800MHz FSB and Memory

T

Tony Simopoulos

Hi,

I'm about to purchase a new machine, and am contemplating the P4
800FSB 2.8 Intel chip. I'm a little bit confused as to the benefit I
will be getting from the 800MHz FSB.

I've been quoted an ASUS motherboard that can operate at the 800FSB
speed.

However, the max memory speed is 400MHz DDR. Its also been
recommended that i use dual channel DDR. Does the dual channel DDR
efffectively allow the memory to run at 800MHz? Secondly, if I used
plain 400MHz DDR would I effectively be slowing down my overall bus
speed to 400?

My application is as a web development and database workstation, i.e.
I don't need powerhouse graphics.

Thanks for the help,

Tony Simopoulos
 
K

kony

Hi,

I'm about to purchase a new machine, and am contemplating the P4
800FSB 2.8 Intel chip. I'm a little bit confused as to the benefit I
will be getting from the 800MHz FSB.

I've been quoted an ASUS motherboard that can operate at the 800FSB
speed.

However, the max memory speed is 400MHz DDR. Its also been
recommended that i use dual channel DDR. Does the dual channel DDR
efffectively allow the memory to run at 800MHz? Secondly, if I used
plain 400MHz DDR would I effectively be slowing down my overall bus
speed to 400?

My application is as a web development and database workstation, i.e.
I don't need powerhouse graphics.

Thanks for the help,

Tony Simopoulos

FSB clock rate is 200MHz, quad-rate, which is the "800MHz" figure you
mention.
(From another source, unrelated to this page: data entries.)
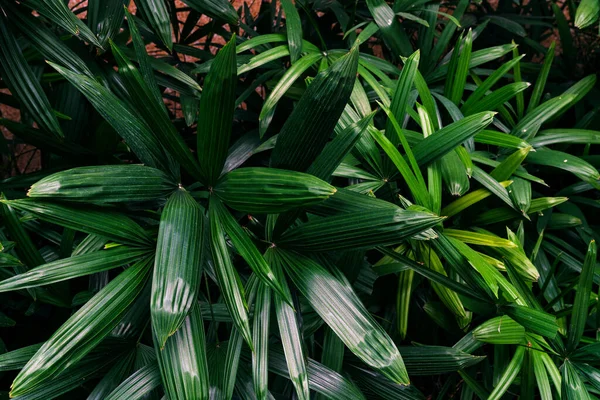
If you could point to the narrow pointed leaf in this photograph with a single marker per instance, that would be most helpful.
(91, 220)
(509, 374)
(58, 12)
(260, 338)
(353, 231)
(183, 364)
(19, 77)
(248, 251)
(285, 82)
(157, 15)
(73, 267)
(307, 130)
(136, 133)
(580, 306)
(500, 330)
(221, 9)
(343, 311)
(449, 137)
(216, 112)
(177, 267)
(106, 184)
(227, 276)
(270, 190)
(394, 35)
(138, 385)
(154, 113)
(291, 335)
(84, 330)
(402, 93)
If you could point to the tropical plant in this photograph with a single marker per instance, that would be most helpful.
(361, 202)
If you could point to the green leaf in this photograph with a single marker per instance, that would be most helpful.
(533, 320)
(321, 379)
(561, 135)
(83, 330)
(73, 267)
(106, 184)
(580, 306)
(454, 174)
(335, 151)
(58, 12)
(260, 338)
(520, 194)
(45, 41)
(90, 220)
(154, 113)
(137, 385)
(270, 190)
(587, 13)
(446, 139)
(105, 18)
(500, 139)
(134, 130)
(572, 387)
(182, 362)
(500, 330)
(541, 377)
(291, 335)
(227, 277)
(403, 298)
(487, 85)
(283, 84)
(459, 76)
(558, 159)
(17, 359)
(478, 58)
(21, 81)
(528, 126)
(146, 62)
(117, 373)
(480, 239)
(503, 214)
(343, 311)
(449, 298)
(510, 164)
(468, 200)
(393, 33)
(306, 131)
(217, 105)
(540, 83)
(155, 12)
(401, 93)
(293, 26)
(350, 231)
(27, 250)
(435, 360)
(496, 99)
(178, 265)
(416, 185)
(333, 351)
(509, 374)
(220, 9)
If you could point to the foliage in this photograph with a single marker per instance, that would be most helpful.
(342, 199)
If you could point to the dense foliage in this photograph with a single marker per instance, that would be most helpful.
(314, 199)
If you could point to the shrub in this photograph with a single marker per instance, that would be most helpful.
(363, 202)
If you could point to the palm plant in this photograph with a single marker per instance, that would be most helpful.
(232, 247)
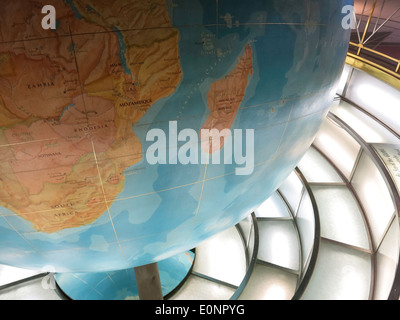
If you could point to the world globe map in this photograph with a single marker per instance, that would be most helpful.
(77, 191)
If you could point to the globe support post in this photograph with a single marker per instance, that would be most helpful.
(148, 282)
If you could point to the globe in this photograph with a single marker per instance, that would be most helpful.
(133, 130)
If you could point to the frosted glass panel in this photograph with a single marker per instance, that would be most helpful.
(338, 146)
(343, 79)
(269, 283)
(31, 290)
(273, 207)
(386, 262)
(10, 274)
(377, 97)
(316, 168)
(370, 130)
(292, 189)
(306, 225)
(196, 288)
(374, 195)
(222, 257)
(340, 216)
(279, 244)
(340, 273)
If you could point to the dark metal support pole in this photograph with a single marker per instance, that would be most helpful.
(148, 282)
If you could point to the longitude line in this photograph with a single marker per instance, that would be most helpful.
(105, 201)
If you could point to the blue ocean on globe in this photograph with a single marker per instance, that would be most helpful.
(298, 48)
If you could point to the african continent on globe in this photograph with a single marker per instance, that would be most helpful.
(77, 189)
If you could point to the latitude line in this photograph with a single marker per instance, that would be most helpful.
(160, 27)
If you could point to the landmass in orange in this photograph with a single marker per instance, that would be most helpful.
(224, 98)
(67, 104)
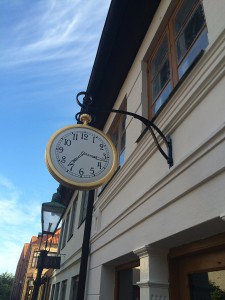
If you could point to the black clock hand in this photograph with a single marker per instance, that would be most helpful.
(96, 157)
(72, 163)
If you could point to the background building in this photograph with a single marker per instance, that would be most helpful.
(158, 231)
(26, 269)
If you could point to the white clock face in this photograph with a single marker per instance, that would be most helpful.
(82, 155)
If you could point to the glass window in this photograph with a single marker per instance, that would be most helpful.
(83, 209)
(185, 36)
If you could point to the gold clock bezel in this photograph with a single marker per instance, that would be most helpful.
(74, 184)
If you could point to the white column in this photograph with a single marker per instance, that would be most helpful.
(153, 282)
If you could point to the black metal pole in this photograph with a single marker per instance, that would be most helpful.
(38, 282)
(85, 247)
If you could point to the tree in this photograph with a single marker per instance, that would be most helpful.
(6, 281)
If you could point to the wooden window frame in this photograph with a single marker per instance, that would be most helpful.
(117, 126)
(168, 30)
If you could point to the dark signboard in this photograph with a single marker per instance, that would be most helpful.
(49, 262)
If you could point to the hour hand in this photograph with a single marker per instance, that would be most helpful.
(71, 164)
(95, 156)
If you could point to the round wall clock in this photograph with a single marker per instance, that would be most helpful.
(81, 157)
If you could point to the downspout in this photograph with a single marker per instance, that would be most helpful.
(85, 247)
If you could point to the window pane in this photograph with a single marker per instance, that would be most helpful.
(181, 16)
(74, 286)
(159, 57)
(189, 33)
(161, 79)
(162, 98)
(199, 45)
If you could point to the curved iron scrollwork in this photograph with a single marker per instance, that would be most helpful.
(86, 107)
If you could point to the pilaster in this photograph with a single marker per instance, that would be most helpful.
(153, 273)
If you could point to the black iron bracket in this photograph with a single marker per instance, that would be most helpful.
(86, 108)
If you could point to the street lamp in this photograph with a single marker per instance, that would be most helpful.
(51, 213)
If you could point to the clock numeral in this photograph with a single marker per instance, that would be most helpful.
(81, 171)
(63, 160)
(105, 156)
(67, 142)
(84, 136)
(60, 149)
(75, 136)
(92, 171)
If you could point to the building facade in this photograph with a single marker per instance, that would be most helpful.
(158, 231)
(64, 282)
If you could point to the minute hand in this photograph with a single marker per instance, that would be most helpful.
(96, 157)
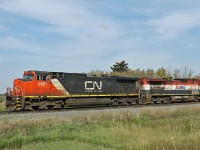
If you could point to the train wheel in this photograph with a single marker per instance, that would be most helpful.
(11, 105)
(35, 107)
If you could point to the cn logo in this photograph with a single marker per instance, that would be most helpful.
(93, 85)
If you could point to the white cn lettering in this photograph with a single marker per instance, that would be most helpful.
(91, 85)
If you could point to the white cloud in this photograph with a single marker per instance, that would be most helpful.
(68, 18)
(173, 25)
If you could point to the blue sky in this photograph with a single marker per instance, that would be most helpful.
(84, 35)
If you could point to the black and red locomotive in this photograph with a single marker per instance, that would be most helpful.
(57, 90)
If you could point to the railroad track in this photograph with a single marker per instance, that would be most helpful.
(95, 108)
The memory is also at 200MHz, double-rate (hence "DDR"), which
is what you're calling "400MHz". Nobody uses DDR-MHz-rates for memory
though, generally it's mentioned as "PC(nnnn)", which in your case would
be PC3200.

You are not slowing anything down nor making any mistake, the proposed
parts are correct for your performance/needs.
 
D

DaveW

The FSB of the sysytem is 200 MHz.
The CPU runs INTERNALLY at 4x the FSB= 800 MHz
The DDR (Double Data Rate) RAM runs at double the FSB= 400MHz. If you run
this DDR in dual channel mode you will not increase the frequency speed
further but the memory data transfer rate bandwidth will double. So
effectively, Yes, the RAM will run faster.
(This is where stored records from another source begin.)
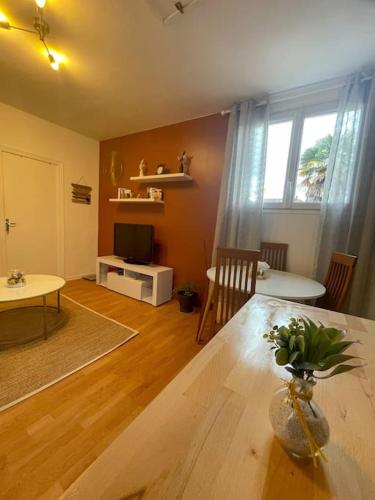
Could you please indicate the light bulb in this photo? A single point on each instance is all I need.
(5, 25)
(54, 64)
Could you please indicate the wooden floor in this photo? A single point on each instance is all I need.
(48, 440)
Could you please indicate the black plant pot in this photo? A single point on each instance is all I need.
(187, 301)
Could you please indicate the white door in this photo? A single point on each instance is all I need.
(31, 214)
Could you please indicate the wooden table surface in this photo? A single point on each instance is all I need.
(208, 435)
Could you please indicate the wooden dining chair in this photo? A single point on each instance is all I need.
(274, 254)
(235, 281)
(337, 282)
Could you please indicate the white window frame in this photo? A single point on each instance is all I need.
(298, 117)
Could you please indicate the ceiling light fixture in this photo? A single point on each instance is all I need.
(41, 28)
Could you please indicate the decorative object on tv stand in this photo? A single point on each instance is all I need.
(123, 193)
(81, 193)
(185, 161)
(155, 194)
(40, 28)
(16, 279)
(142, 168)
(116, 168)
(187, 296)
(305, 348)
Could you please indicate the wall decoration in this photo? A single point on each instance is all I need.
(161, 169)
(142, 168)
(116, 168)
(81, 193)
(123, 193)
(185, 161)
(155, 193)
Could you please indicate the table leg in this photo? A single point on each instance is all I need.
(45, 317)
(206, 311)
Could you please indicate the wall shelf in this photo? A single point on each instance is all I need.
(179, 177)
(136, 200)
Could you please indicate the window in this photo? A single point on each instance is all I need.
(298, 149)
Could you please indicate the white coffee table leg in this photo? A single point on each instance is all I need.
(45, 317)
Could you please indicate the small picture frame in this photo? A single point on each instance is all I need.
(155, 194)
(123, 193)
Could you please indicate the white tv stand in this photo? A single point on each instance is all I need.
(152, 283)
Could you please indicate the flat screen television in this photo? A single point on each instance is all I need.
(134, 243)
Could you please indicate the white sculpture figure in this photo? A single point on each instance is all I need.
(142, 168)
(185, 161)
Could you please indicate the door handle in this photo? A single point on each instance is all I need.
(9, 224)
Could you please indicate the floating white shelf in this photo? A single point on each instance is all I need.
(162, 178)
(136, 200)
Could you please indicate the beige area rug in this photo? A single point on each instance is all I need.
(78, 336)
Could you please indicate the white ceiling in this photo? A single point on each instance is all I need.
(127, 71)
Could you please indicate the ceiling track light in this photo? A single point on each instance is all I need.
(41, 29)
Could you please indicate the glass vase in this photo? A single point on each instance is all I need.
(287, 421)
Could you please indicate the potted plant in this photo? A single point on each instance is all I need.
(187, 295)
(305, 349)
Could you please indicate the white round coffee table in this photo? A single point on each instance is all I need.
(37, 285)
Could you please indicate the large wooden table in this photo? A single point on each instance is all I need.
(207, 435)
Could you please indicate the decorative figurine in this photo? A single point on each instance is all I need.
(185, 161)
(142, 168)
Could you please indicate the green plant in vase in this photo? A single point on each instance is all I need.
(308, 351)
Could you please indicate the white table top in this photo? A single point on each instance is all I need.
(284, 285)
(36, 286)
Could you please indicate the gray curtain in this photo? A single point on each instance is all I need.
(348, 208)
(238, 222)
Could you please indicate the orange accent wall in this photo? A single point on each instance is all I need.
(185, 224)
The above is a highly recommended configuration for your new system.
 
T

Trent©

Hi,

I'm about to purchase a new machine, and am contemplating the P4
800FSB 2.8 Intel chip. I'm a little bit confused as to the benefit I
will be getting from the 800MHz FSB.

I've been quoted an ASUS motherboard that can operate at the 800FSB
speed.

However, the max memory speed is 400MHz DDR. Its also been
recommended that i use dual channel DDR. Does the dual channel DDR
efffectively allow the memory to run at 800MHz? Secondly, if I used
plain 400MHz DDR would I effectively be slowing down my overall bus
speed to 400?

My application is as a web development and database workstation, i.e.
I don't need powerhouse graphics.

Thanks for the help,

Tony Simopoulos

Besides the other excellent replies, Tony...

You need to get TWO memory modules in order to get the 800
performance. Each module needs to be installed in a different
channel...A & B. For example, if yer gonna get 1 gig total, get 2
512's.

Make sure you get the 2.8 with the 1 meg cache. And I'd suggest a
mainboard with 4 memory slots...for future expansion without having to
dump the then-current memory.

I've gotten fond of the Intel boards.

Good luck.


Have a nice week...

Trent©

Follow Joan Rivers' example --- get pre-embalmed!
 
F

Frank Kirk

You need to get TWO memory modules in order to get the 800
performance. Each module needs to be installed in a different
channel...A & B. For example, if yer gonna get 1 gig total, get 2
512's.

Make sure you get the 2.8 with the 1 meg cache. And I'd suggest a
mainboard with 4 memory slots...for future expansion without having to
dump the then-current memory.

I've gotten fond of the Intel boards.

I recently purchased an Intel D865GBF mainboard, but can't get system to boot.
Would you happen to know if this board requires non-ECC memory? Many thanks.